Seul le prononcé fait foi

Je vous remercie, Monsieur l’Ambassadeur Curia, de nous avoir fait l’honneur de venir de Buenos Aires pour animer ces rencontres en qualité de modérateur principal.

Je souhaite également remercier chaleureusement mon homologue britannique, Jeremy Wright, pour sa présence parmi nous.

Mesdames et Messieurs, la France est très heureuse de vous avoir accueillis pour ses rencontres internationales consacrées à la lutte contre la corruption, et je vous remercie de votre participation et de votre présence.

Je remercie vivement nos partenaires dans le cadre de ces rencontres : l’OCDE, la Banque mondiale et les autorités Britanniques, pour leur soutien et la qualité de nos échanges. Sans vous, ces rencontres n’auraient pas pu avoir lieu.

Je salue enfin la qualité des modérateurs et des intervenants des différentes tables rondes.

Grâce à vous, des débats riches et audacieux sur ces enjeux et ces bonnes pratiques ont été menés !

Ce ne fut pas en effet, un symposium théorique même si le sujet en offrait la matière car en français, il existe dans le domaine de la corruption, plusieurs notions voisines ou complémentaires issues du droit, ou du langage quotidien : concussion, trafic d’influence, prévarication, pots de vins…

Chacune est précieuse pour définir le périmètre mais tel n’était pas l’objet de ce rendez-vous.

Notre ambition première était plus concrète et à dire vrai plus prometteuse : construire et proposer un cadre d’échange à visée opérationnelle.

Que les résultats viendraient des relations humaines entre les praticiens, de la coopération professionnelle sur des dossiers communs.

Et sur ce plan, le pari est réussi, puisque vous avez été près de 200 participants, représentant près de 60 pays, en provenance des 5 continents.
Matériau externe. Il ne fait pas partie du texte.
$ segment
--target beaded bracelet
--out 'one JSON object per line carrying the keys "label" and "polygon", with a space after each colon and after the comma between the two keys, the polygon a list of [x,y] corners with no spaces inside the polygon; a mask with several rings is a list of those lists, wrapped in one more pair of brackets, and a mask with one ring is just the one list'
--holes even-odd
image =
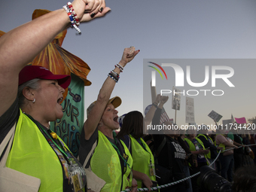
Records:
{"label": "beaded bracelet", "polygon": [[[110,73],[109,73],[110,74]],[[108,76],[109,77],[109,78],[111,78],[111,79],[113,79],[116,83],[117,83],[117,80],[116,80],[114,77],[112,77],[111,75],[108,75]]]}
{"label": "beaded bracelet", "polygon": [[120,78],[119,75],[117,72],[114,72],[114,70],[111,71],[110,72],[114,73],[118,78]]}
{"label": "beaded bracelet", "polygon": [[115,78],[115,80],[118,81],[118,80],[119,80],[119,78],[118,78],[118,77],[117,77],[117,75],[115,75],[114,73],[112,73],[112,72],[110,72],[110,73],[108,73],[108,75],[109,75],[110,76],[111,76],[111,77],[114,78]]}
{"label": "beaded bracelet", "polygon": [[117,64],[115,65],[114,66],[115,66],[115,67],[118,67],[118,68],[120,69],[120,71],[121,72],[123,72],[123,68],[120,65],[119,65],[119,64],[117,63]]}
{"label": "beaded bracelet", "polygon": [[68,7],[69,8],[69,9],[72,11],[73,14],[72,14],[72,17],[73,17],[73,19],[75,20],[75,24],[78,26],[80,25],[80,23],[79,23],[79,20],[78,20],[78,15],[75,12],[75,10],[73,8],[73,6],[71,4],[71,2],[68,2]]}
{"label": "beaded bracelet", "polygon": [[75,13],[74,8],[72,5],[71,5],[71,2],[68,2],[68,4],[65,5],[62,8],[66,10],[66,11],[68,14],[68,16],[71,22],[71,27],[75,28],[75,30],[78,31],[78,34],[81,35],[81,31],[78,27],[78,26],[80,24],[79,20],[78,18],[77,14]]}

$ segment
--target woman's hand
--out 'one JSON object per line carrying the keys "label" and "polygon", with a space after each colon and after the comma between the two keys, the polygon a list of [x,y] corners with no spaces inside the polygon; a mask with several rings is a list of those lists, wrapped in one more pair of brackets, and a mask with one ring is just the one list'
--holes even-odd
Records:
{"label": "woman's hand", "polygon": [[124,67],[129,62],[133,59],[133,58],[139,53],[140,50],[135,50],[135,47],[131,46],[129,48],[125,48],[122,56],[121,60],[119,62],[119,65]]}
{"label": "woman's hand", "polygon": [[103,17],[111,10],[105,6],[105,0],[75,0],[72,5],[81,23]]}

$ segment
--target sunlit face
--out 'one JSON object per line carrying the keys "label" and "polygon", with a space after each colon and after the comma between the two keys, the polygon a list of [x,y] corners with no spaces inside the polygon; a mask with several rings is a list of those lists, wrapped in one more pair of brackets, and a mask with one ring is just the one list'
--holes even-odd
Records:
{"label": "sunlit face", "polygon": [[39,84],[39,88],[34,93],[38,113],[47,121],[61,119],[63,112],[60,102],[63,99],[65,90],[56,80],[41,80]]}
{"label": "sunlit face", "polygon": [[117,121],[117,113],[118,111],[114,109],[114,105],[111,103],[108,104],[105,108],[101,119],[103,125],[111,130],[118,130],[119,123]]}

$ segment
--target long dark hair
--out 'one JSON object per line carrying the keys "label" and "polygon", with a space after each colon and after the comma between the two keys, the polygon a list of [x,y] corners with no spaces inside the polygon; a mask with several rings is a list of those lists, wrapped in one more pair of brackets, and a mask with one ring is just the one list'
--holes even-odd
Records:
{"label": "long dark hair", "polygon": [[133,111],[127,113],[123,120],[120,131],[117,137],[124,139],[125,135],[131,134],[136,139],[143,136],[144,117],[141,112]]}

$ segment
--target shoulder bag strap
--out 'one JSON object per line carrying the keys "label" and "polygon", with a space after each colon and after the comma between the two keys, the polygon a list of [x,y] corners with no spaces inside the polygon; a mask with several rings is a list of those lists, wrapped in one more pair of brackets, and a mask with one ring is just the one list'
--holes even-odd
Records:
{"label": "shoulder bag strap", "polygon": [[154,154],[154,163],[155,163],[156,164],[158,164],[158,159],[157,159],[157,157],[158,157],[160,153],[161,152],[161,151],[162,151],[162,149],[163,149],[164,145],[166,145],[166,136],[164,136],[163,139],[161,144],[159,145],[159,147],[158,147],[158,148],[157,149],[155,154]]}
{"label": "shoulder bag strap", "polygon": [[97,140],[98,140],[98,139],[96,139],[96,140],[95,141],[95,142],[93,143],[93,147],[92,147],[92,149],[90,151],[90,152],[89,152],[89,154],[88,154],[87,158],[85,159],[85,160],[84,160],[84,165],[83,165],[83,167],[84,167],[84,168],[85,168],[85,166],[86,166],[86,165],[87,164],[87,162],[88,162],[90,157],[91,157],[91,155],[92,155],[92,154],[93,154],[93,152],[95,148],[96,148],[96,145],[97,145]]}
{"label": "shoulder bag strap", "polygon": [[5,155],[3,156],[1,162],[0,162],[0,167],[4,167],[6,163],[7,158],[8,157],[9,152],[10,152],[10,148],[11,146],[11,144],[14,140],[14,130],[15,130],[15,126],[16,126],[16,123],[13,126],[13,127],[11,129],[11,130],[8,132],[4,140],[2,142],[1,145],[0,145],[0,157],[2,154],[3,153],[5,148],[6,148],[8,143],[8,146],[5,151]]}
{"label": "shoulder bag strap", "polygon": [[169,158],[169,161],[168,161],[168,165],[169,165],[169,168],[170,169],[171,171],[172,171],[172,148],[171,148],[171,143],[170,141],[167,141],[167,148],[168,148],[168,158]]}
Je veux donc saluer en particulier M. Robert Gelli, directeur des Affaires criminelles et des grâces, et son équipe. Il est à l’origine de ces rencontres, car c’est lui qui a su convaincre, au sein du ministère de la Justice, de la pertinence de ce format. Il a défendu l’idée que ces rencontres internationales entre praticiens présentaient une réelle valeur ajoutée, et je crois qu’au terme de ces trois journées, la démonstration en est faite.

Ce succès illustre combien le défi est mondial. Et qu’il le fut de tous temps. Car il faut bien constater que la corruption est inhérente à la nature humaine. Aucune époque n’a été exempte de cette tare.

Celle-ci est hélas universelle, comme l’incorruptibilité elle-même, mais cette dernière est beaucoup moins répandue.

Elle n’a épargné, n’épargne et n’épargnera aucune profession, aucun groupe social, même ceux qui par nature devraient rester au-dessus de tout soupçon.

D’ailleurs dans l’un de ses livres, le grand romancier français du XIXe siècle, Balzac, la définissait comme « l’arme de la médiocrité ».

La corruption est aussi un symptôme. Elle dit quelque chose de l’état de santé d’une société. La présence ou l’absence de probité, le degré avec lequel la droiture et la moralité se manifestent, constituent des indicateurs.

Je veux même aller plus loin ; la confiance publique, au sein d’une société, est un marqueur de civilisation.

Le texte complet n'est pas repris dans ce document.